Q I have recently received three different guidelines about lipids, but they have different recommendations about when to treat patients. Which guideline should I choose?

A There are several standardised methods for evaluating guidelines, and there are some very simple steps you can take initially.

First, which of the three guidelines have been developed for primary care, and which are particularly related to the type of patients you see?

When you have identified the guidelines that are most relevant to your patients in your clinical setting, you need to pick the ones which have been developed most carefully.

You should check which of the guidelines are genuinely evidence-based. What has each one to say about how it was developed?

Do they include information about literature searches that were used, and methods used to appraise the quality of studies found, and how they decided which studies were of good quality? Are the recommendations explicitly linked to the strength of the evidence? If none of the guidelines have been developed in this way, you may choose to ignore them all.

Q My health authority has issued guidelines on the management of peptic ulcers, but I do not agree with their recommendation about proton pump inhibitors.

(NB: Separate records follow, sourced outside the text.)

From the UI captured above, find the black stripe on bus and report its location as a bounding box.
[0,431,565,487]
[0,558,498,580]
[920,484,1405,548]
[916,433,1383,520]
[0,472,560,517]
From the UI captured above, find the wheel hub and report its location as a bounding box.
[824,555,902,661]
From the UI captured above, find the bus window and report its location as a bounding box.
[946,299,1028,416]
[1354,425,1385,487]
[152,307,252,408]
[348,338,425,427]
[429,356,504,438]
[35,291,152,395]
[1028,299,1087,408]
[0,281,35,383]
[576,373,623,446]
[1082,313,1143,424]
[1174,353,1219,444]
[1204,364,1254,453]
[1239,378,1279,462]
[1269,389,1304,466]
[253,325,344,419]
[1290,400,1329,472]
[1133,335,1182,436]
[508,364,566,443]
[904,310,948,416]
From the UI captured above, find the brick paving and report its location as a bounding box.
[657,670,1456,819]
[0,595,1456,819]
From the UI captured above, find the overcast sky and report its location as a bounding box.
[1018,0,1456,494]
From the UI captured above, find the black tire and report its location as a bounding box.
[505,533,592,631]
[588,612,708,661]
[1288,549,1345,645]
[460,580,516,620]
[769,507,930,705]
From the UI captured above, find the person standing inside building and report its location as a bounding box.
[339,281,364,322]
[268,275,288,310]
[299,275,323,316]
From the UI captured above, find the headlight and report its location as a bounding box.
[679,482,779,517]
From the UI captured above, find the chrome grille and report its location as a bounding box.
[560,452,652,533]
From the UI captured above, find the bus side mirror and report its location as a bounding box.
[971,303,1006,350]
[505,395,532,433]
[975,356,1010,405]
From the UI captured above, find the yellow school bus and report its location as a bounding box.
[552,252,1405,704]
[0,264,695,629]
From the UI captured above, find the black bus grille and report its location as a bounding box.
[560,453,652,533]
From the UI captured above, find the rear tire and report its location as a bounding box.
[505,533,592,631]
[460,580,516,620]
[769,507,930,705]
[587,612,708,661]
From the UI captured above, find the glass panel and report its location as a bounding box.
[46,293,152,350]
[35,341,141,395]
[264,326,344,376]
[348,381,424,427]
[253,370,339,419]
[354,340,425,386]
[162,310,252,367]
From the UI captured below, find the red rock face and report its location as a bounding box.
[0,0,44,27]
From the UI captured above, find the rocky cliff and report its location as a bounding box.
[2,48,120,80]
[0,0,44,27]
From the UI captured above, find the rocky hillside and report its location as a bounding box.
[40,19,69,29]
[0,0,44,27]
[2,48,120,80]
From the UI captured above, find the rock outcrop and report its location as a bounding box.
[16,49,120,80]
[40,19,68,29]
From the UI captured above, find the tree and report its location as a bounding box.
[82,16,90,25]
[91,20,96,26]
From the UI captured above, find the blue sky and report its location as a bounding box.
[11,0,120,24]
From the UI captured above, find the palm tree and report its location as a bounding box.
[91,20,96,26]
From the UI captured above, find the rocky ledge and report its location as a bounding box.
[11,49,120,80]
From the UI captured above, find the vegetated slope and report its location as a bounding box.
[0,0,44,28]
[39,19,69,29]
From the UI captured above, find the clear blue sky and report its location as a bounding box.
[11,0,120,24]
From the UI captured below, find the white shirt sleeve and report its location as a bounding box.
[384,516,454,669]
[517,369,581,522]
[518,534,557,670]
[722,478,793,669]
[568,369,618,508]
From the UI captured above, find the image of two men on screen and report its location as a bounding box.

How should I challenge this?

A The first step that you could take in assessing the guidelines is to appraise their validity in general. This would involve checking the methods used to develop the guidelines, in particular the extent to which reliance was placed on evidence rather than opinion. If the guidelines were largely based on the opinion of local or national specialists, you are in a good position to challenge them.

You may also wish to challenge the particular recommendation about proton pump inhibitors. In this case, you will need to assess the evidence that supported the recommendations in the guidelines.

You may wish to read the papers that are quoted. A more detailed approach would be to seek out the evidence yourself, undertaking a systematic search.

If you have found evidence to support your view, take it up with the public health department at your local health authority. It is worth noting that the process of challenging guidelines can be time consuming. However, personal exploration of the primary evidence can be rewarding.

Q Guidelines are often very useful, however they sometimes exclude particular groups of patients, for example elderly patients on lipid-lowering therapies. This means that as doctors we are still not in the best position to advise patients. How can we overcome this?

A The evidence is often based on work done in secondary care managed by consultants. It does not always apply to the patients that GPs normally see.

Guidelines are just that, i. e. they have to be interpreted in relation to the patient in front of the clinician. There may well be perfectly good reasons for not following guidelines in an individual case, though consideration should always be given as to why the guidelines are not being followed in that particular case.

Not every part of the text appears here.